Corría noviembre, el mes de los crepúsculos púrpuras, la despedida de los pájaros, los tristes himnos del mar y el canto del viento entre los árboles. Ana caminó por el sendero bordeado de pinos del parque y dejó que el viento barriera las nieblas de su alma. No quería preocuparse por ellas, y sin embargo, desde su vuelta a Redmond, la vida no se había reflejado en su espíritu con aquella antigua y perfecta claridad.
En apariencia, la vida en «La Casa de Patty» era la de siempre: trabajo, estudio y diversión. Los viernes por la tarde el amplio salón se colmaba de visitantes y en él flotaban las bromas y las risas, mientras la tía Jamesina sonreía con beatitud. El «Jonas» de la carta de Phil llegaba a menudo en el primer tren de St. Columba y partía en el último. Era el favorito de todos en «La Casa de Patty», aunque la tía Jamesina sacudía la cabeza y afirmaba que los estudiantes de teología no eran ya como antes.
—Es muy agradable, querida —le dijo a Phil—, pero los ministros deben ser más serios y dignos.

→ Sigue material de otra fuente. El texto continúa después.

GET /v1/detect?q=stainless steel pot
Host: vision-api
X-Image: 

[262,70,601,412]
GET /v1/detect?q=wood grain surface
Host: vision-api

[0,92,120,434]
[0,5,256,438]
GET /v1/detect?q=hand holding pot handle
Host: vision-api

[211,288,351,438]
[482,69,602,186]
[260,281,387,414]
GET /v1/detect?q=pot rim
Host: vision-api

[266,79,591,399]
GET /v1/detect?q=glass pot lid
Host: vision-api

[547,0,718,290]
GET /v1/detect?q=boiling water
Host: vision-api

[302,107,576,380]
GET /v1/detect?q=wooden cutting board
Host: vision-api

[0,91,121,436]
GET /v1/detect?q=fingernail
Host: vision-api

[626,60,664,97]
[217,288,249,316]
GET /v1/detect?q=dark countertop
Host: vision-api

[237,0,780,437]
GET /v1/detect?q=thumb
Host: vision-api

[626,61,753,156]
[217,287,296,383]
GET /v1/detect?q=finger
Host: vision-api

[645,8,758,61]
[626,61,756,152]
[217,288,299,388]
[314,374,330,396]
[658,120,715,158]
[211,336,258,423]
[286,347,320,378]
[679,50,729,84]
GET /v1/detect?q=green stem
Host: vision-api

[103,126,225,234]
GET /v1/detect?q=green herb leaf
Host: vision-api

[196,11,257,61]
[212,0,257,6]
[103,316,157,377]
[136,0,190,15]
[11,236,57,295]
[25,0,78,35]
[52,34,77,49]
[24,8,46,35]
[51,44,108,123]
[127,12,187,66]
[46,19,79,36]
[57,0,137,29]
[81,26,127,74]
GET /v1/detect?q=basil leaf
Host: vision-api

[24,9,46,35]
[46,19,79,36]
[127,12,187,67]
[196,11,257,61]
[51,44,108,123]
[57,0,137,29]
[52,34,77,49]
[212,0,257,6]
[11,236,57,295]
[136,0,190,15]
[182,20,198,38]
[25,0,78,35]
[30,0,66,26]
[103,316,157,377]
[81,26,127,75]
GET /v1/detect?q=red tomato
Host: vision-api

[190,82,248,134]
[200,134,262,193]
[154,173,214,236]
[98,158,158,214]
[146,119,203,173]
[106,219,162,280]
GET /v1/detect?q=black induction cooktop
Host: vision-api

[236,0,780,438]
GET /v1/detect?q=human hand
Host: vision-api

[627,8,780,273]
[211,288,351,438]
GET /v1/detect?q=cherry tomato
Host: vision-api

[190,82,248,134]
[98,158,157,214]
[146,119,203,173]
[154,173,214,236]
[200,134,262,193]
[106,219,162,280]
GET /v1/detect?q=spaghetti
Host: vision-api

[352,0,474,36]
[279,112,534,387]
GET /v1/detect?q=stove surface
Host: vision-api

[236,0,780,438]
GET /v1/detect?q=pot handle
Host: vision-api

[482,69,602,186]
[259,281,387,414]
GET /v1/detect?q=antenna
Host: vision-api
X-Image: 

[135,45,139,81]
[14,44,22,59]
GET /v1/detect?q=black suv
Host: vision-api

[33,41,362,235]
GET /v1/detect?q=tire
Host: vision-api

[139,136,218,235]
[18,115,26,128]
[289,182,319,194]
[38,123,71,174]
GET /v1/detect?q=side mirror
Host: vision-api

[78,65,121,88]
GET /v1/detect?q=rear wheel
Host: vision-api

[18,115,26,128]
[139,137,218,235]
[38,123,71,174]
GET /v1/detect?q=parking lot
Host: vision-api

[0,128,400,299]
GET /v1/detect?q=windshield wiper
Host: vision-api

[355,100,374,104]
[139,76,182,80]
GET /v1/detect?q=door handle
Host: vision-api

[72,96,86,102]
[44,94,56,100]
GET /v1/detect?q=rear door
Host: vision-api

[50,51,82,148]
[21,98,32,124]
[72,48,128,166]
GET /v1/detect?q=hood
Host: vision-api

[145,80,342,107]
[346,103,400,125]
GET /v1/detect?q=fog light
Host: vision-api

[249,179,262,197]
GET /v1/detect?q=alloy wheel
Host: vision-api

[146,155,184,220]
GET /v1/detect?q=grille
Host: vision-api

—¿No puede un hombre reír y ser también un buen cristiano?
—¡Oh, un hombre sí! Pero yo hablo de ministros, querida. Y tú no deberías coquetear de ese modo con el señor Blake; realmente, no deberías hacerlo.
—No coqueteo con él —protestó Phil. Nadie la creía, excepto Ana. Pensaban que se estaba divirtiendo como de costumbre y le reprochaban su comportamiento.
—El señor Blake no es del tipo de los Alee y Alonzo, Phil —le dijo Stella con severidad—. Debes tomarlo en serio o destrozarás su corazón.
—¿Crees que podría destrozarlo? ¡Oh, Stella, me encantaría creerlo!
—¡Philippa Gordon! Nunca sospeché que carecieras por completo de sentimientos.
¿Cómo puedes decir que te encantaría romper el corazón de un hombre?
—No dije eso, encanto. Escúchame correctamente. Dije que me encantaría creer que podría hacerlo.
—No te entiendo, Phil. Estás manejando a ese hombre deliberadamente; y sabes que no conseguirás nada con ello.
—Tengo intención de hacer que me pida en matrimonio, si puedo —dijo Phil con calma.
—Renuncio a entenderte.
Gilbert concurría ocasionalmente en las tardes de los viernes. Siempre parecía de buen humor y tomaba parte en las bromas y ocurrencias de los demás. Ni buscaba ni evitaba a Ana. Cuando las circunstancias los reunían le hablaba amable y cortésmente, como si la conociera desde hacía poco tiempo. La vieja amistad había desaparecido por completo. Ana lo lamentaba profundamente, pero se decía a sí misma que estaba muy contenta de que Gilbert se hubiera repuesto tan pronto de su desilusión. Había temido que la tarde de abril en la huerta hubiese dejado en él heridas incurables, pero vio que se había preocupado en vano. Muchos hombres han muerto y han sido devorados por los gusanos, pero no por amor, y Gilbert, por lo visto, no parecía correr ese riesgo. Disfrutaba de su existencia y parecía estar lleno de ambiciones y deseos de vivir. Para él no valía la pena preocuparse porque una mujer fuera rubia y fría. Mientras lo oía bromear con Phil, Ana se preguntaba si el brillo de sus ojos, cuando ella rechazara su amor, no había sido simplemente algo imaginario.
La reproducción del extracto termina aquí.